AstraZeneca announces CVD-REAL study of patients with T2D confirms CV benefits associated with SGLT-2 inhibitors
AstraZeneca announced results from a new analysis of its landmark CVD-REAL study, the first large real-world evidence study of its kind evaluating the risk of all-cause death (ACD), hospitalisation for heart failure (hHF), heart attack (myocardial infarction or MI) and stroke in patients with type-2 diabetes (T2D) receiving treatment with SGLT-2 inhibitors (SGLT-2i), including Farxiga (dapagliflozin) versus other glucose-lowering medicines. The results were presented as a late breaker at the American College of Cardiology’s 67th Annual Scientific Session and published in the Journal of the American College of Cardiology.
The new analysis (CVD-REAL 2) assessed data from more than 400,000 patients across six countries (Australia, Canada, Israel, Japan, Singapore and South Korea), 74% of whom did not have a history of established cardiovascular (CV) disease. Results showed that across this broad population of patients with T2D, treatment with an SGLT-2i (Farxiga, empagliflozin, ipragliflozin, canagliflozin, tofogliflozin or luseogliflozin) was associated with a 49% lower risk of ACD, 36% of hHF, 19% of MI and 32% of stroke (p=0.001 for all) compared to other T2D medicines. There was also a 40% lower risk of the composite endpoint of hHF or ACD (p<0.001).
Worldwide, diabetes affects around 425 million adults today, rising to an estimated 629 million (1 in 10 adults) by 2045, with most of these patients residing in Asia Pacific, the Middle East and North America. People with T2D have a two-to-five times greater risk of heart failure (HF) along with an increased risk of a heart attack or stroke. Additionally, in patients with T2D, HF increases their risk of CV death and all-cause mortality by 60-80%.

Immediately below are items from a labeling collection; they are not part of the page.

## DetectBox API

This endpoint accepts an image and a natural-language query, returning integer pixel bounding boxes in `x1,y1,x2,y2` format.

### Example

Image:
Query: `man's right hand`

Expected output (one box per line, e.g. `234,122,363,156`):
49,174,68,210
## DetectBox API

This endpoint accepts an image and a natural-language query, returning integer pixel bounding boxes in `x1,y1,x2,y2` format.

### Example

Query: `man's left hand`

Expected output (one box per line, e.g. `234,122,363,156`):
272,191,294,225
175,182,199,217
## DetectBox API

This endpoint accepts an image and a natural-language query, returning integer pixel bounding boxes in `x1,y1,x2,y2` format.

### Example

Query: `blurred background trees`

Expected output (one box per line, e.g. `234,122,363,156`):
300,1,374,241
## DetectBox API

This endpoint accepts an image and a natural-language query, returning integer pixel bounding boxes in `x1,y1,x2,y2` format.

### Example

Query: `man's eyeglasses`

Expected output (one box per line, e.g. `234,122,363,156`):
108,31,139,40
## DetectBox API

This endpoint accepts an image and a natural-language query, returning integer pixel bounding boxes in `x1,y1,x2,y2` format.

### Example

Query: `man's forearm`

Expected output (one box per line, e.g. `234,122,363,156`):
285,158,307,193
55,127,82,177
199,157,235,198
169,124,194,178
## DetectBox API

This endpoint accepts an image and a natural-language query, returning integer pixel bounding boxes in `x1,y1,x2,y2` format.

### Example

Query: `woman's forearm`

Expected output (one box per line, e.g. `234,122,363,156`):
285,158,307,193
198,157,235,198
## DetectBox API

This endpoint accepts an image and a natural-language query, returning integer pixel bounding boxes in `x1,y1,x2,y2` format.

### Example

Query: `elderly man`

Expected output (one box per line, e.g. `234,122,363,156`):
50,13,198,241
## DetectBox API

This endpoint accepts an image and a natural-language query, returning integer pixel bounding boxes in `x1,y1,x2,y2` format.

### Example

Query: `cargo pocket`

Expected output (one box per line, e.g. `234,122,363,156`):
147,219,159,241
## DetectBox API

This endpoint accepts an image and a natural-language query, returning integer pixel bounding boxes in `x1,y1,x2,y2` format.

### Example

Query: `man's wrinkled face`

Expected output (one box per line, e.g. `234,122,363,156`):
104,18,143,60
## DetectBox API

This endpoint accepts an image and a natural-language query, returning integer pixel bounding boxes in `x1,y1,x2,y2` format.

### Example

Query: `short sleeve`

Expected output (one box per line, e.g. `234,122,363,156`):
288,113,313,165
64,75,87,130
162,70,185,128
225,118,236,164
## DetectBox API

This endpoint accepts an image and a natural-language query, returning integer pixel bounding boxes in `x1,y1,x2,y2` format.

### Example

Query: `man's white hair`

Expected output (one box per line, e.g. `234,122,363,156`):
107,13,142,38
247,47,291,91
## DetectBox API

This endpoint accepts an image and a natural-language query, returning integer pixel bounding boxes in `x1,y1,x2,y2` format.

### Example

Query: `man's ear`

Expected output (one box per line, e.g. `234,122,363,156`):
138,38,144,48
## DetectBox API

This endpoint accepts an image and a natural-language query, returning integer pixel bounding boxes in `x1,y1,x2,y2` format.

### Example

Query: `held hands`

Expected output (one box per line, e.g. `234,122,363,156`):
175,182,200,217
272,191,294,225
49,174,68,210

Elisabeth Björk, vice president, head of cardiovascular and metabolic diseases (CVMD), global medicines development, AstraZeneca, said: “The significance and consistency of these latest results from the ongoing CVD-REAL study are encouraging for the clinical community. With the majority of patients in this latest analysis being treated with Farxiga, these results suggest there is a strong association of CV benefits with the use of Farxiga across diverse patient ethnic and racial demographics.”
The DECLARE trial (anticipated to read out in the second half of 2018) will answer the important CV efficacy and safety questions about Farxiga. DECLARE is the broadest and most representative CV outcomes trial in the SGLT-2i class, and the only one with the clinically-relevant composite of hHF/CV death as a co-primary endpoint.
Farxiga is a first-in-class selective inhibitor of human sodium-glucose co-transporter 2 (SGLT-2) indicated as both monotherapy and as part of combination therapy to improve glycaemic control, with the added benefits of blood pressure reductions and weight loss in adult patients with T2D. Dapagliflozin is indicated as an adjunct to diet and exercise to improve glycaemic control in adults with T2D. Dapagliflozin is not indicated to reduce the risk of CV events, death or hHF.
The CVD-REAL 2 results are consistent with the primary results from CVD-REAL. Of the patients in CVD-REAL 2, some 75% were on Farxiga, 9% on empagliflozin, 8% on ipragliflozin (only available in South Korea and Japan), 4% on canagliflozin, 3% on tofogliflozin and 1% on luseogliflozin (both only available in Japan). The CVD-REAL study is ongoing and future analyses will be conducted. The data for the study were obtained from anonymised real-world sources including medical records, claims databases and national registries, and were not independently adjudicated or verified against source documents. The meta-analyses were validated by the independent academic statistical group at St. Luke’s Mid America Heart Institute, Kansas City, US. While CVD-REAL was a large study with a robust propensity-matching technique, given its observational nature the possibility of residual, unmeasured confounding factors cannot be definitively excluded.